Malevolence embark on a three week long tour starting in a couple of weeks time bringing along No Zodiac and Revulsion to join the party. Pre-orders for the album can be found over on BDHW Records.
With the announced move that Oceano would be now joining the Sumerian Records label, the collective deathcore world jumped out of their chairs in excitement due to what would become of the group. Now the band are releasing their fifth studio record titled ‘Revelation’, its time to see what has become of the deathcore veterans.
The album opens up with an immediate punch to the groin with ‘Dark Prophecy’ giving you that classic sound you’ve heard from the band, right down to the sudden slowing down of the track and the low groans of Adam Warren being a great way to show you that they aren’t slowing down any time soon. ‘Lucid Reality’ picks up the pace even more with a more groove-laden track and utilising a lot more of the atmospheric and eerie cleans to provide much more depth of field for the track when you’re listening to it. That doesn’t mean the band don’t shy away from aggressive chugs and the blast beats as are very evident in the track. The following track unfortunately have the same gravitas as the previous tracks and whilst there are moments of notable quality, ‘Path To Extinction’ feels very basic in its approach compared to what you’ve heard previous. It will no doubt bring something to the live shows but feels out of place on the record where it is positioned. Comparing that to ‘The Great Tribulation’ which seems to involve a lot more of an all around influence and push themselves a lot more in speed and technicality, the band put the previous track to shame with its ability to go balls to the wall.
The record progresses a bit further when you get to tracks such as ‘Illusions Unravel’ and ‘The Event’ which showcase even more of the bands talent within the field.
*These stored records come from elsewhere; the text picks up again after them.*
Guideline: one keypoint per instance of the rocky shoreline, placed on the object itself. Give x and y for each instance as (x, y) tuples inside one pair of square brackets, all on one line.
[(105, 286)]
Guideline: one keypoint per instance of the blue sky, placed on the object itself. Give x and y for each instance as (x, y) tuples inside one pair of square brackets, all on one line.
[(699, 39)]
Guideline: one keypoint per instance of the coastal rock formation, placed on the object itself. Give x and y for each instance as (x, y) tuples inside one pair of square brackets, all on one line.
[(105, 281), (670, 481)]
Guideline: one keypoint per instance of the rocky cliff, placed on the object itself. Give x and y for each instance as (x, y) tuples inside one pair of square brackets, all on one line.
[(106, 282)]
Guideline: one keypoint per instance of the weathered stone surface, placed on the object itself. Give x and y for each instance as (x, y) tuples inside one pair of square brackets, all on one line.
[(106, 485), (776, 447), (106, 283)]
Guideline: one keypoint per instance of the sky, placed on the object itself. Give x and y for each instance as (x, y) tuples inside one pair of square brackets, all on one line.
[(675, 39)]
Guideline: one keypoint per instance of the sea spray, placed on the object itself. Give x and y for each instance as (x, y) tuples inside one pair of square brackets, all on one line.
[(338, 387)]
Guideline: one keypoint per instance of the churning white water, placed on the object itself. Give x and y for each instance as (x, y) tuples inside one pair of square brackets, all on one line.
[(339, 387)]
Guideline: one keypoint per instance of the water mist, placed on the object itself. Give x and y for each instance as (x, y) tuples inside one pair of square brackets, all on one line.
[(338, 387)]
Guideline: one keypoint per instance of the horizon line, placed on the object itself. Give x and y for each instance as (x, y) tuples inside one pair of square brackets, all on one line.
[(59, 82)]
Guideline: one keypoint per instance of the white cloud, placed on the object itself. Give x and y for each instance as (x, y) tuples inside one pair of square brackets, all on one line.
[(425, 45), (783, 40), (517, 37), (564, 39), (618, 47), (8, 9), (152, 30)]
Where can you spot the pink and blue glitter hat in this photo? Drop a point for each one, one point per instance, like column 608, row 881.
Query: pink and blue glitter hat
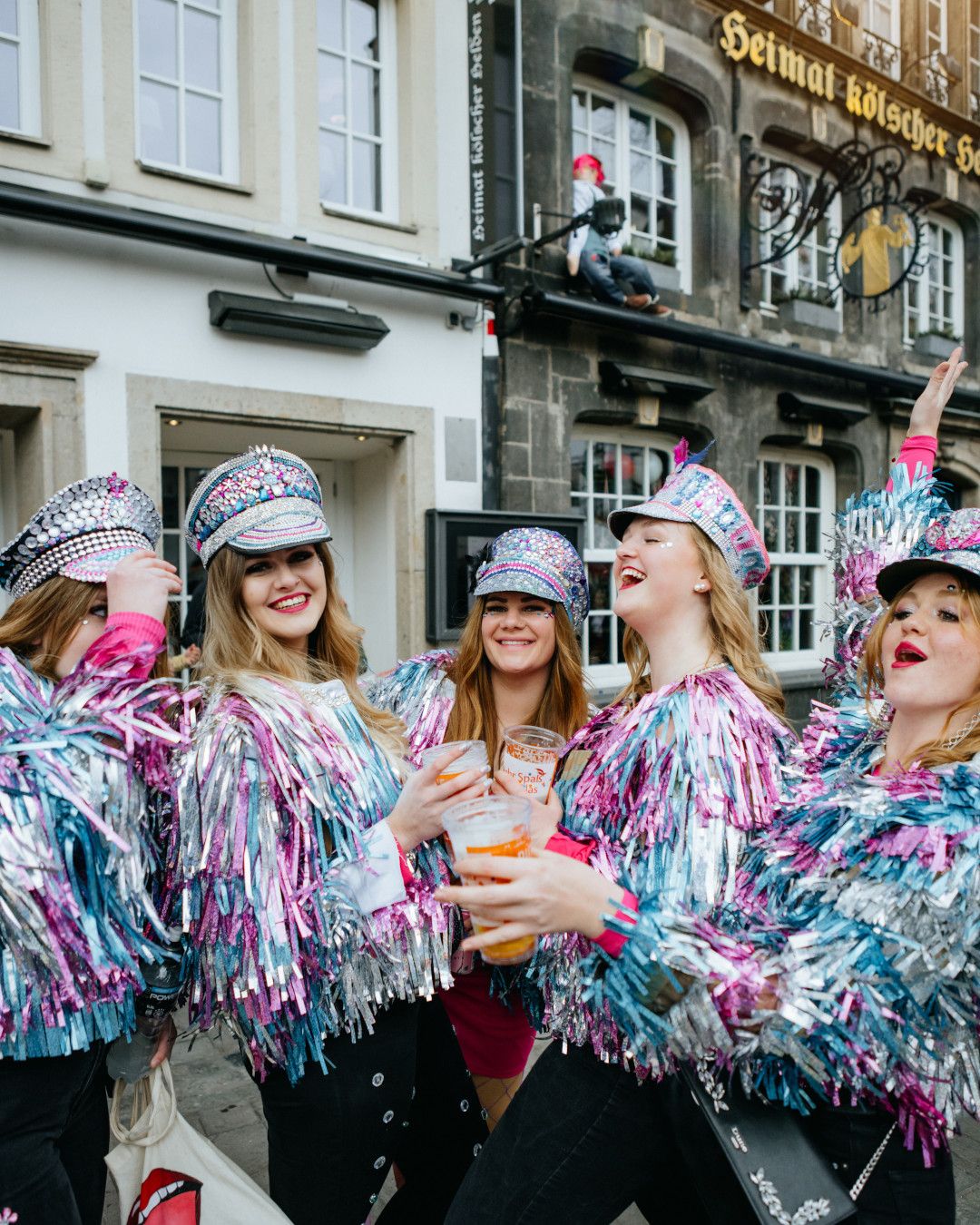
column 538, row 563
column 81, row 532
column 260, row 501
column 692, row 494
column 951, row 543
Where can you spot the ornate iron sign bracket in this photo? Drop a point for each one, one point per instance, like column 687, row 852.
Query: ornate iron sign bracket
column 781, row 205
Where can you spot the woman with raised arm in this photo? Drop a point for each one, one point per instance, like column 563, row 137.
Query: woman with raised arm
column 518, row 662
column 308, row 926
column 667, row 784
column 83, row 731
column 847, row 972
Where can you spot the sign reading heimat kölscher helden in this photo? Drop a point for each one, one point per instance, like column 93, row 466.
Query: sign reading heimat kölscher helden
column 863, row 98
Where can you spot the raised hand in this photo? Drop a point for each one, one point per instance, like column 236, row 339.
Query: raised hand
column 927, row 409
column 141, row 582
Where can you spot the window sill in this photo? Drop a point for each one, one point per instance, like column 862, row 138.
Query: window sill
column 7, row 133
column 350, row 214
column 201, row 181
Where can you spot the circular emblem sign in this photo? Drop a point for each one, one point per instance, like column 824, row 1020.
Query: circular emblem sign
column 877, row 249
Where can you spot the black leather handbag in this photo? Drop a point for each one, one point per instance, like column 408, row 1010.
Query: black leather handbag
column 786, row 1180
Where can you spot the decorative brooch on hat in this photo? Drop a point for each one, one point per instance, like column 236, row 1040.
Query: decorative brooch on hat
column 81, row 532
column 260, row 501
column 536, row 563
column 693, row 494
column 951, row 542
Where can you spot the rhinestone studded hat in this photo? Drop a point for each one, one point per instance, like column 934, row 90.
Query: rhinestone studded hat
column 949, row 543
column 693, row 494
column 538, row 563
column 81, row 532
column 260, row 501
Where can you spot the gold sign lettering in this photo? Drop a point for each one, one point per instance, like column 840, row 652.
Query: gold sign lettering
column 864, row 100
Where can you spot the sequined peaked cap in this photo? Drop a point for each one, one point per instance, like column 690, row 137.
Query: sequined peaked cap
column 260, row 501
column 949, row 543
column 538, row 563
column 692, row 494
column 81, row 532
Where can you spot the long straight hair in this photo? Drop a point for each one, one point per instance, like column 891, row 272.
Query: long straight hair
column 563, row 708
column 871, row 676
column 39, row 626
column 734, row 634
column 235, row 650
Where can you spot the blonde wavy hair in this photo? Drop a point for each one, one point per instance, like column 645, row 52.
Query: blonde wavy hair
column 564, row 706
column 732, row 629
column 237, row 652
column 39, row 626
column 871, row 676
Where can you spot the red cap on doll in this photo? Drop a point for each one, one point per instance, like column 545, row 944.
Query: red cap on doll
column 588, row 160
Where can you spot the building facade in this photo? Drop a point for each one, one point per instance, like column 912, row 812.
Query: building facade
column 686, row 104
column 149, row 150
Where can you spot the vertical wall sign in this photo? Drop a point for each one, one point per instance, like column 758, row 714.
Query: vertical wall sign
column 480, row 18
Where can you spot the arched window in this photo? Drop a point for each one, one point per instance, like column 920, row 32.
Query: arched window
column 646, row 156
column 794, row 512
column 934, row 294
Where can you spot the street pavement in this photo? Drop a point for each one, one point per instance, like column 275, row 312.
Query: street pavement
column 216, row 1095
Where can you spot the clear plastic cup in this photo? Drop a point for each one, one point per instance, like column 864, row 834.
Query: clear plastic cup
column 473, row 759
column 495, row 825
column 531, row 757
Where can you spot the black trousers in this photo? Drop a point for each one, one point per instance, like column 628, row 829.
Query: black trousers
column 582, row 1141
column 332, row 1137
column 54, row 1134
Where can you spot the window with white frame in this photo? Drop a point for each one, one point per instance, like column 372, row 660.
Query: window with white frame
column 804, row 272
column 934, row 289
column 188, row 86
column 20, row 67
column 882, row 35
column 356, row 74
column 794, row 512
column 610, row 471
column 644, row 151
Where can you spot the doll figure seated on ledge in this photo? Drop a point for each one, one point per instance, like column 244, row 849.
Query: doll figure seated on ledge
column 599, row 259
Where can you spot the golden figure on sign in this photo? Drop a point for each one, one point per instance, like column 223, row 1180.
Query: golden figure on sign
column 872, row 247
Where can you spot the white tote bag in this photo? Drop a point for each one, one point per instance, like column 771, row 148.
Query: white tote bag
column 168, row 1173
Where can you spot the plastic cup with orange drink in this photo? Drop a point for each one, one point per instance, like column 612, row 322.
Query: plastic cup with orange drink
column 473, row 759
column 495, row 825
column 531, row 757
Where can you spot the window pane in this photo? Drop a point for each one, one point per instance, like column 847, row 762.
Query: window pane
column 631, row 469
column 158, row 37
column 332, row 168
column 601, row 584
column 640, row 130
column 603, row 118
column 201, row 53
column 361, row 16
column 580, row 458
column 604, row 468
column 10, row 100
column 329, row 31
column 331, row 91
column 203, row 136
column 664, row 140
column 367, row 175
column 364, row 104
column 158, row 122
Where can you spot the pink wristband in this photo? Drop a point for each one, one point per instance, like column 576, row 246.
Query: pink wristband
column 612, row 941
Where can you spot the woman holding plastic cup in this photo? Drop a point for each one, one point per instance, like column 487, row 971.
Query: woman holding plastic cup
column 518, row 663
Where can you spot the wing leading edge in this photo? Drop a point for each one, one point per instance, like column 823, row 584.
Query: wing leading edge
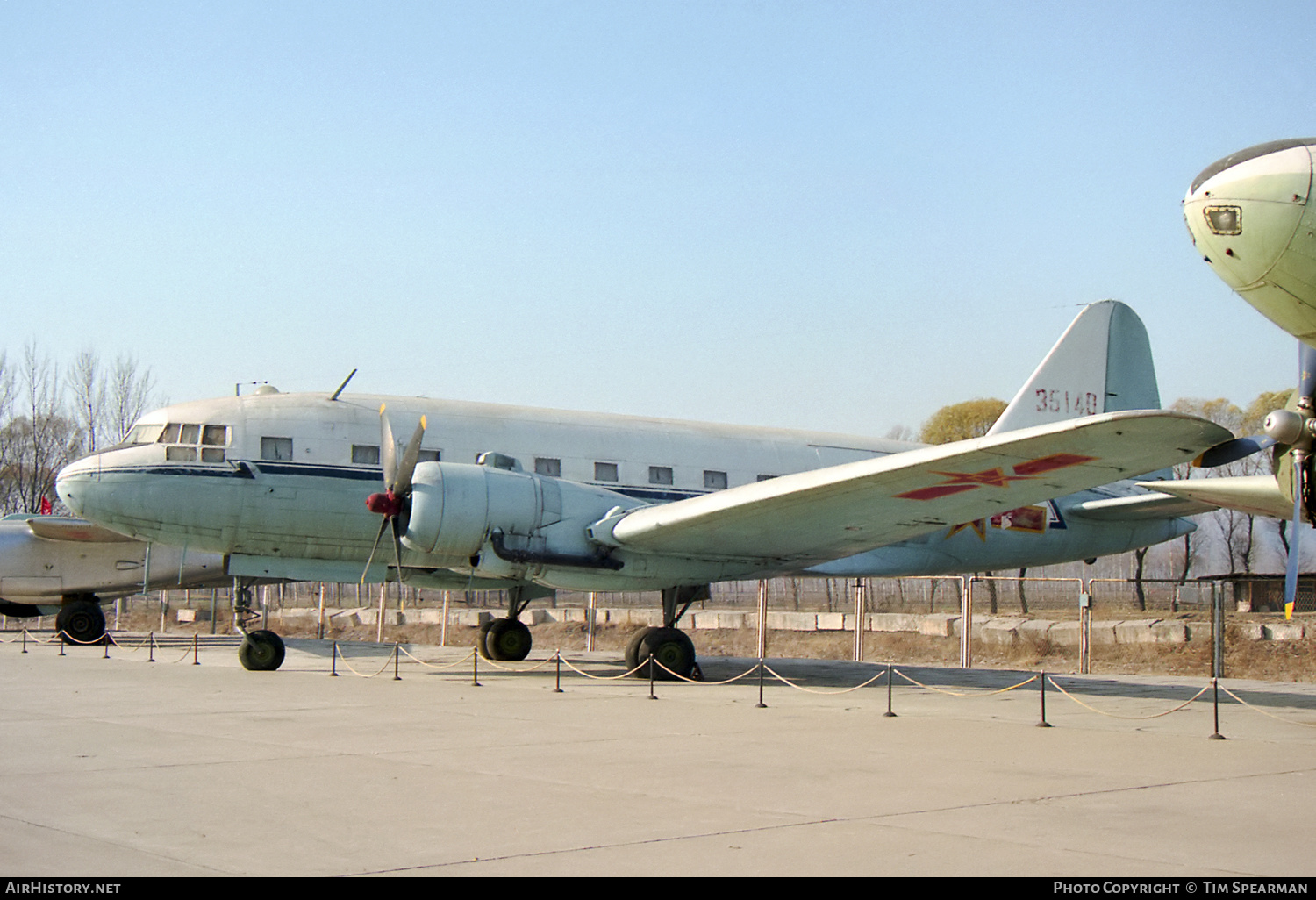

The downside of this project is that they’ve hit a certain box within the album where certain elements carry over from track to track and can make the record feel a bit monotonous in its approach. Whilst the instrumentation and brutality in its structure help exemplify the greater qualities of the band, the band heighten a lot of their approach on the same moments that ‘Ascendents’ did, making it feel like a spiritual successor and not its own beast. ‘Final Form’ is a great example of their musical quality in the guitars which stray from convention to give you something a bit more melodic in its wake. The groovier elements make more of a mark in the track ‘Majestic 12’ as well as the album closer, as well as the title track ‘Revelation’ that give the record some sort of new life, but as the album draws to its close it leaves you with a mixture of emotions to take home with you.
The new move will do wonders for the bands career, but as a standalone album that the fans have been waiting for it wont feel like its own unique beast of a record. Whilst it is most definitely a step up from their previous record, the band are still stuck in a place they need to find a little bit more freedom in and expand upon.